Using software, it is possible to create backups in a variety of ways. The first and simplest is a full backup. Basically, the system makes a full, bit by bit, copy of the data onto a different storage device. While this may be simple, it also requires a large amount of storage space, usually several times the size of the original data if you’d like to store multiple versions of the data.

Next, software can help you create incremental backups. In this case, you start with a full backup, usually made once a week, then each following day’s backup only stores the data that has changed in the previous day. So, on Thursday, the backup only stores data that has changed since Wednesday. Then, on Friday, if the backup needs to be restored, the system will need access to all backups since the full backup on Monday in order to restore the data. So, if any incremental backup is lost, the system may be unrecoverable to its most recent state. However, this method requires much less storage than a full backup, so it can be very useful.

Similarly, differential backups can also be used. In this case, each daily backup stores the changes since the most recent full backup. So, as long as the full backup hasn’t been lost, the most recent full backup plus a differential backup is enough to restore the data. This requires a bit more storage than an incremental backup, but it can also provide additional data security. It is also possible to keep fewer full backups in this scenario to reduce the storage requirements.

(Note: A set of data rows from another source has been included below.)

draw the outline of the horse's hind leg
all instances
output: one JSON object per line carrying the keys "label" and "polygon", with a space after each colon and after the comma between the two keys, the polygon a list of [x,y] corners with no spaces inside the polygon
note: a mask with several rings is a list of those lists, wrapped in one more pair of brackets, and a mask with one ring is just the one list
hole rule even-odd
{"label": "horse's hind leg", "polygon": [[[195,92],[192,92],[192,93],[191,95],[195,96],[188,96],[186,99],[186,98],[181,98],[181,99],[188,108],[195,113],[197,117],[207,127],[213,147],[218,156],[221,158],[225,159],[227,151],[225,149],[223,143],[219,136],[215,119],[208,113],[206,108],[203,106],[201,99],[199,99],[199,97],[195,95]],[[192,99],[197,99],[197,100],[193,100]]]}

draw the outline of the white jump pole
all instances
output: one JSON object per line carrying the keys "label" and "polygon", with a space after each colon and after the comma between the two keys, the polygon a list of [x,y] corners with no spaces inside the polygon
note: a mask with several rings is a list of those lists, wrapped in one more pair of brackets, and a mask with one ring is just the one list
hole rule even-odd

Finally, some backups systems also support a reverse incremental backup system, sometimes referred to as a “reverse delta” system. In this scenario, each daily backup consists of an incremental backup, then the backup is applied to the existing full backup to keep it up to date. Then, the incremental backups are stored as well, allowing those changes to be reversed if needed. This allows the full backup to be the most recent one, making restoration much simpler than traditional incremental or differential backups. In addition, only the most recent backup is needed to perform a full recovery. However, as with other systems, older data can be lost if the incremental backups are corrupted or missing.

Lastly, there are a few additional concerns around backup strategies that we haven’t discussed in this video. You may need to consider the security of the data stored in your backup location, as well as how to go about validating that the backup was properly created. Many organizations perform practice data recoveries often, just to make sure the process works properly.

When creating backups, your organization may have a specific backup window, such as overnight or during a planned downtime. However, it may be impossible to make a backup quickly enough during that time. Alternatively, you may need to run backups while the system is being used, so there could be significant performance impacts. In either case, you may need to consider creating a staging environment first.

Also, your organization will have to consider the costs of buying additional storage or hardware to support a proper backup system. Depending on the metric used, it is estimated that you may need as much as 4 times the storage you are using in order to create proper backups. Lastly, as we discussed earlier, you may need to consider how to make your systems available in a distributed environment, in case of a large-scale incident or natural disaster.

Of course, don’t forget that backups are just one part of the picture. For many organizations, high availability is also a desired trait, so your system’s reliability design should not just consist of backups. By properly building and configuring your infrastructure, you could buy yourself valuable time to perform and restore backups, or even acquire new hardware in the case of a failure, just by having the proper system design.

Hopefully this overview of how to create a backup strategy has given you plenty of things to consider. As part of the lab assignment, you’ll work with a couple of different backup scenarios in both Windows and Ubuntu. I also encourage you to review your own personal backup plan at this point, just to make sure you are covered. Sometimes it is simple to analyze these issues on someone else’s environment, but it is harder to find our own failures unless we consciously look for them.